Das MINERVA-Paket bietet eine Funktion zur Durchführung des maximalen Informationskoeffizienten (MIC). Die Beschreibung des Pakets besagt, dass die Funktion mine (x, y) nur mit 2 Matrizen A und B gleicher Größe funktioniert.MIC-Korrelation zwischen 2 Matrizen in R
Hier möchte ich den MIC-Koeffizientenwert erhalten aus der Korrelation von zwei A- und B-Matrizen unterschiedlicher Größe erhalten, A ist n durch m und B ist n durch z, wobei n die Anzahl der Beobachtungen ist (Reihen). Mit anderen Worten, ist mein Ziel, eine C-Matrix von m x z, die für jeden Wert zurückkehrt zu erhalten, ist die MHK-Korrelationskoeffizientenwerte geben (und, wenn möglich, der P-Wert zugeordnet ist, wenn überhaupt).

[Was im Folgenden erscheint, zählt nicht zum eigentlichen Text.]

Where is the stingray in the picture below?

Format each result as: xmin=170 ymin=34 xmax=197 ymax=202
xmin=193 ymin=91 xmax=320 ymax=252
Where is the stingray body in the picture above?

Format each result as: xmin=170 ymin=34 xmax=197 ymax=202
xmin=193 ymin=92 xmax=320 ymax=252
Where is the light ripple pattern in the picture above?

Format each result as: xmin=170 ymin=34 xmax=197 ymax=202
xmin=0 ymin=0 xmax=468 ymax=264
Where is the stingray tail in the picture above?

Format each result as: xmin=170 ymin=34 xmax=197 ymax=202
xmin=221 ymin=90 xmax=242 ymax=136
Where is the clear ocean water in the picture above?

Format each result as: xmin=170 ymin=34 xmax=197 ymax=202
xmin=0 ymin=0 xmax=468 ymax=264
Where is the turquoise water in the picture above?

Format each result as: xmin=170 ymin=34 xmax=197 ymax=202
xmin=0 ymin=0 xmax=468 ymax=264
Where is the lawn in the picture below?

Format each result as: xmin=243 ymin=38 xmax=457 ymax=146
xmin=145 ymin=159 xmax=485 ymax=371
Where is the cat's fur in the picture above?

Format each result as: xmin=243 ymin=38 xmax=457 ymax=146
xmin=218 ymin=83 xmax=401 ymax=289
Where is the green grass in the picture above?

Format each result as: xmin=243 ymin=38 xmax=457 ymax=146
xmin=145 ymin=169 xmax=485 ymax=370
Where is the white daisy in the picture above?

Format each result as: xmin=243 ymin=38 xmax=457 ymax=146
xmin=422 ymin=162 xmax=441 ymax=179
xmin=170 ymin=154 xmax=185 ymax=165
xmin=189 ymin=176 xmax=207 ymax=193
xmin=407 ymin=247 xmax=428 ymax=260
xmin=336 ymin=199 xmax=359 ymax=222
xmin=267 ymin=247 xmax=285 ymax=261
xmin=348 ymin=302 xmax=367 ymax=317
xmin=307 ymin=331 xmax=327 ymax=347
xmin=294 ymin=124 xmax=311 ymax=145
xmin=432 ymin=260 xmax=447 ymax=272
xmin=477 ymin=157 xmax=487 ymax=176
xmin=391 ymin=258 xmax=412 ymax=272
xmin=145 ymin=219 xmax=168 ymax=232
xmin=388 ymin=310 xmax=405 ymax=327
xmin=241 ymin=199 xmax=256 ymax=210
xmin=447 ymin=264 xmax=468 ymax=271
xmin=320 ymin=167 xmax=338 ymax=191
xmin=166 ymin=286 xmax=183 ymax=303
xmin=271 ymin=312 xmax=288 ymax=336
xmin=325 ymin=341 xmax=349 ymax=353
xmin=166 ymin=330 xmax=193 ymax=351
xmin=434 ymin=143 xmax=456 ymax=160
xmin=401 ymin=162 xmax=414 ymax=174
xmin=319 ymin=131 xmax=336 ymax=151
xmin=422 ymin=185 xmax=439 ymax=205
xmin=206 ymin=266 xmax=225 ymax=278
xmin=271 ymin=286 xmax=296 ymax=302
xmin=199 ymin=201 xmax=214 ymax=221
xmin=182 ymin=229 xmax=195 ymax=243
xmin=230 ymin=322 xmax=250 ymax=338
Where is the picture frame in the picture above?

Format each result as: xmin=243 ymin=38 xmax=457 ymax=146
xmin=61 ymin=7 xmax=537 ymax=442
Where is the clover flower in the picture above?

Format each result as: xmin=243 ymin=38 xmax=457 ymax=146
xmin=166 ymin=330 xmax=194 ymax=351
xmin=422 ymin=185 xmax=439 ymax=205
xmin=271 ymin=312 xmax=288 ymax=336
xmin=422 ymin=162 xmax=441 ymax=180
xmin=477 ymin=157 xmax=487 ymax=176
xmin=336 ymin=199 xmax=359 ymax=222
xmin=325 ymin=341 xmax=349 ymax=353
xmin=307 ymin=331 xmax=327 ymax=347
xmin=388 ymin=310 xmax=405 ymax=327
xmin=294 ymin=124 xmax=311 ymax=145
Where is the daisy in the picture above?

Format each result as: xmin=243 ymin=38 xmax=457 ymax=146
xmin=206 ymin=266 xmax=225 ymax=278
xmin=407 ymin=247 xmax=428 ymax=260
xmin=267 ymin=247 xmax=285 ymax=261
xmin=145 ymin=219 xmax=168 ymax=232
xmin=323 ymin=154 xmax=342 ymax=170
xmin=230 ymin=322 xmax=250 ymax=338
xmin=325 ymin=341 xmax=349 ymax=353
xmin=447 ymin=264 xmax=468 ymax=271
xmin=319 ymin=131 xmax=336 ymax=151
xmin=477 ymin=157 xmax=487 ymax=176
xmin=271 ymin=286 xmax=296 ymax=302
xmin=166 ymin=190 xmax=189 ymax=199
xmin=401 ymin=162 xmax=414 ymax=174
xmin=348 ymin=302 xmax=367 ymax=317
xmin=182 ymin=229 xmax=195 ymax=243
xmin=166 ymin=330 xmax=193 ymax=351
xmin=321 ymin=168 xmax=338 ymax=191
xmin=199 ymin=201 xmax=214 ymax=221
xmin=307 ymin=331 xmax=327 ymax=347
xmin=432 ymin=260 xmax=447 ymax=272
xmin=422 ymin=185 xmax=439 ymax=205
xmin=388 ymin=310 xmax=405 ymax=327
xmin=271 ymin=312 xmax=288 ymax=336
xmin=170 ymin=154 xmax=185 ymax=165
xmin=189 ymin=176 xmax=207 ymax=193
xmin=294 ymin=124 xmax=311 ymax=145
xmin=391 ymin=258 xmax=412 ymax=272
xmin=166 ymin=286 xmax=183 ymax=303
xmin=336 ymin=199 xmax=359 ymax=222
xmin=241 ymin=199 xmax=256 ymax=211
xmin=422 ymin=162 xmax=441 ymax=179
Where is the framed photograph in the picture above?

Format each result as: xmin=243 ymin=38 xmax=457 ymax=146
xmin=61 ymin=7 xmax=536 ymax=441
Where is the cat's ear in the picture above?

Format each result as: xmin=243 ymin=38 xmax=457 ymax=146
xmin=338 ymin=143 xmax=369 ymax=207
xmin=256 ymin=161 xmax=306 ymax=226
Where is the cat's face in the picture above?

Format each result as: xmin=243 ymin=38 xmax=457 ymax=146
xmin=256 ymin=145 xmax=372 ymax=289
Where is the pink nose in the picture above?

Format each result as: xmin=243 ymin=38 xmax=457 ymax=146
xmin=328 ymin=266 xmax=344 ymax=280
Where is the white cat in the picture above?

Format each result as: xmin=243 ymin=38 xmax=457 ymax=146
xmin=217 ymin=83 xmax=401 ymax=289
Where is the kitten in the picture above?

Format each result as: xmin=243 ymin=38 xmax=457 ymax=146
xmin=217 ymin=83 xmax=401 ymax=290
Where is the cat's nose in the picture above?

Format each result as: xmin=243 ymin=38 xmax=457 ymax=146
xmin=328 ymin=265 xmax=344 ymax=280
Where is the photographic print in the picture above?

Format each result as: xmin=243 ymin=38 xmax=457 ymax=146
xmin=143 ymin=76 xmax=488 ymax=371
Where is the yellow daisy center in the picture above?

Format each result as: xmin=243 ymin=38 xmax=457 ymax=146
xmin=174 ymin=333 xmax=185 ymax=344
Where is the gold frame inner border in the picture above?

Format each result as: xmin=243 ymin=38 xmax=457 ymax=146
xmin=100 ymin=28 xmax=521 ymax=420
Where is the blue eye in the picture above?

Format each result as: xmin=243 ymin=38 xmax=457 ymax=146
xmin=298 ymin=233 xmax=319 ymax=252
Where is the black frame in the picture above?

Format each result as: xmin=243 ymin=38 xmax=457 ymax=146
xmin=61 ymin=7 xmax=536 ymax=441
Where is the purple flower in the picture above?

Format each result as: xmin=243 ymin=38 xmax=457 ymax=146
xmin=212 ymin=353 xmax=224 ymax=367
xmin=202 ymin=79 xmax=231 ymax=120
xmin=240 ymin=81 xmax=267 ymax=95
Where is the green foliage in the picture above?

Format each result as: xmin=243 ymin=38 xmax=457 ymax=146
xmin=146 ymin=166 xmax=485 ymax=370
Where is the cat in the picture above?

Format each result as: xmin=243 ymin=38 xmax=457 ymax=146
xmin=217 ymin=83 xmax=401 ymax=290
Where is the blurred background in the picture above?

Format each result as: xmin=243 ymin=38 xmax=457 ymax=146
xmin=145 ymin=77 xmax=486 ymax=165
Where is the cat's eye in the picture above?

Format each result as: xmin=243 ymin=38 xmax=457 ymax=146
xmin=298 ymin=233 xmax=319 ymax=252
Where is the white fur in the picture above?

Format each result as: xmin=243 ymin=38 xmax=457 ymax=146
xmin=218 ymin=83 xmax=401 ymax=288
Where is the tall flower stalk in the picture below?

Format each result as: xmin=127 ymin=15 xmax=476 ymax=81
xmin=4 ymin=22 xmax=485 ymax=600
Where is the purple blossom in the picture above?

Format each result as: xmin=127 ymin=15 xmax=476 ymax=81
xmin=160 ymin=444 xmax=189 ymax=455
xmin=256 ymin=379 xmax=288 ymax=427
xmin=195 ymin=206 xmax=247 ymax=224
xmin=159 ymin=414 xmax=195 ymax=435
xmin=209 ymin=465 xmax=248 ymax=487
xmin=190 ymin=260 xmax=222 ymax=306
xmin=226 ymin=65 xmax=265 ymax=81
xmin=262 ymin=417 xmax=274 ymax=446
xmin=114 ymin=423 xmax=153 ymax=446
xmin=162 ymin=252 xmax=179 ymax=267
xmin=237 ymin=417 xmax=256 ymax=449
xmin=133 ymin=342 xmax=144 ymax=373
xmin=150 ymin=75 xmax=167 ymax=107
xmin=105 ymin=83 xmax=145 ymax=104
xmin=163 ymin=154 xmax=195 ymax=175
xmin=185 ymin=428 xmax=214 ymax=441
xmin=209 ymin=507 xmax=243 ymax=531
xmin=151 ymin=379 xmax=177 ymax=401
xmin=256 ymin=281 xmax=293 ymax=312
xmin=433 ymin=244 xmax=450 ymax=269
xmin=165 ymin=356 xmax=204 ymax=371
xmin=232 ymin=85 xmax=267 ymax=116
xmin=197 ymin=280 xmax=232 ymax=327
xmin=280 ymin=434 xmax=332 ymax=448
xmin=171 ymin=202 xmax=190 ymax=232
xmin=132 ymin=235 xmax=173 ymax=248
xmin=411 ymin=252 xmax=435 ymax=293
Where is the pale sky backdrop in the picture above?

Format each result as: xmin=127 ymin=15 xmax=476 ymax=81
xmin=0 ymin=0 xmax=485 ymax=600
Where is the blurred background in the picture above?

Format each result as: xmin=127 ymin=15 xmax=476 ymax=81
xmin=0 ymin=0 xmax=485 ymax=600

Ich gebe ein Beispiel dafür, was ich mit der Pearson-Korrelation will.
set.seed(1)
x <- matrix(rnorm(20), nrow=5, ncol=10)
y <- matrix(rnorm(15), nrow=5, ncol=20)
P <- cor(x, y=y)
I Einen Autor des MINERVA Pakets ohne Erfolg geschickt, gibt es eine Möglichkeit, die Mine Funktion anwenden, um den gewünschten m durch z Korrelation zu erhalten?